Archive for Wednesday, September 22, 2004

Local woman pleads guilty to 3 charges in fraud case

September 22, 2004

A Tonganoxie woman, who was scheduled to stand trial this week on charges that she was running a $1.2 million Ponzi scene, has pled guilty to three felonies.

Last Wednesday, Carla Jean Meyer Senger pled guilty to selling securities as an unregistered broker-dealer, selling unregistered securities and securities fraud.

Sentencing is set for 1 p.m. Nov. 5 in Leavenworth County District Court.

Senger originally was charged with illegally selling securities between June 1999 and September 2000 and sold securities as an unregistered broker during that time.

She also faced 31 other charges, which alleged she used false or misleading statements to sell stocks, limited partnership interests and investment contracts to eight northeast Kansas residents. The investors lost about $358,000, according to Fran Brunner, associate general counsel in the state securities commissioner's office.

In a Ponzi scheme, early investors in a venture are paid with investments from later investors.

As part of the plea agreement, Senger was ordered to pay restitution of $103,084 to five victims: an Overland Park man, a Tonganoxie woman, a Shawnee woman and two Basehor men. Restitution amounts would be reduced by any monetary recovery the victims receive from any civil court proceedings. As part of the plea agreement, Senger agreed not to have any contact with the victims in the case.

¢ Ponzi schemes are illegal pyramid schemes named for Charles Ponzi, who duped thousands of New England residents into investing in a postage stamp scheme in the 1920s.

¢ Ponzi thought he could take advantage of differences between U.S. and foreign currencies used to buy and sell international mail coupons.

¢ Ponzi told investors he could provide a 40 percent return in 90 days compared with 5 percent for bank savings accounts.

¢ Ponzi was deluged with funds from investors. Though a few early investors were paid to make the scheme look legitimate, an investigation found Ponzi had only purchased about $30 worth of the international mail coupons.

¢ Today, Ponzi schemes continue to work on the "rob-Peter-to-pay-Paul" principle, as money from new investors is used to pay off earlier investors until the whole scheme collapses.

According to Brunner, Senger would offer to sell a stock or a security to a potential investor, but she would not actually purchase the stock or security.

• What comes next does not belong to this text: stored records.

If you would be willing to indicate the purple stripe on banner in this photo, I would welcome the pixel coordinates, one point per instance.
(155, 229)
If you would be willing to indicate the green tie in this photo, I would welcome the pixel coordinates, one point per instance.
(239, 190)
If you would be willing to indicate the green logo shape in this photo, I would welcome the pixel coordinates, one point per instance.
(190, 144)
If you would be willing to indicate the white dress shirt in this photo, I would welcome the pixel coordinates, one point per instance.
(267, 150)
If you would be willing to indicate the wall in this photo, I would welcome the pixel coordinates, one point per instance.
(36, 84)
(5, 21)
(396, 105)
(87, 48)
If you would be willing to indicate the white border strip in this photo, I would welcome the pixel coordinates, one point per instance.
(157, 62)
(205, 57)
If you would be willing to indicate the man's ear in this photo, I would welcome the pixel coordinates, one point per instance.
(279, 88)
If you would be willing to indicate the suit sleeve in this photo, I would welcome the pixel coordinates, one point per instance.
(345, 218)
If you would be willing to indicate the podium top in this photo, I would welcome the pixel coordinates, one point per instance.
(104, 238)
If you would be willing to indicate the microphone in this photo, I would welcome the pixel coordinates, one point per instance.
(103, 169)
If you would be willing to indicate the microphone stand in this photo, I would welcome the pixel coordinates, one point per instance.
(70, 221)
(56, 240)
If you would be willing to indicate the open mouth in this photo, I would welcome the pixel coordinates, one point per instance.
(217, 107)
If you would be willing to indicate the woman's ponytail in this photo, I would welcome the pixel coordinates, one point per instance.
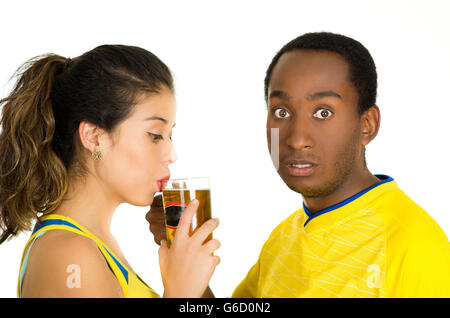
(33, 179)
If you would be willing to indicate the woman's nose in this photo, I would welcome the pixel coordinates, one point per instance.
(173, 156)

Senger also is known by several other names, including Carla Jean Garry-Meyer, Carla Jean Garry and Carla Jean Meyer, according to court documents.

Brunner said the securities commissioner took administrative action against Senger in October 2001. That action ordered Senger and Business Concepts to stop violating the state's securities laws.

Because the three charges that Senger pled guilty to involve $25,000 or more, Brunner said, the case is a "presumptive prison case." That means that the judge, during sentencing, starts with the assumption that Senger will go to jail, and it's up to her to show the judge that she should not serve time in prison.

The securities commissioner's office would argue that Senger should spend time in custody, Brunner said.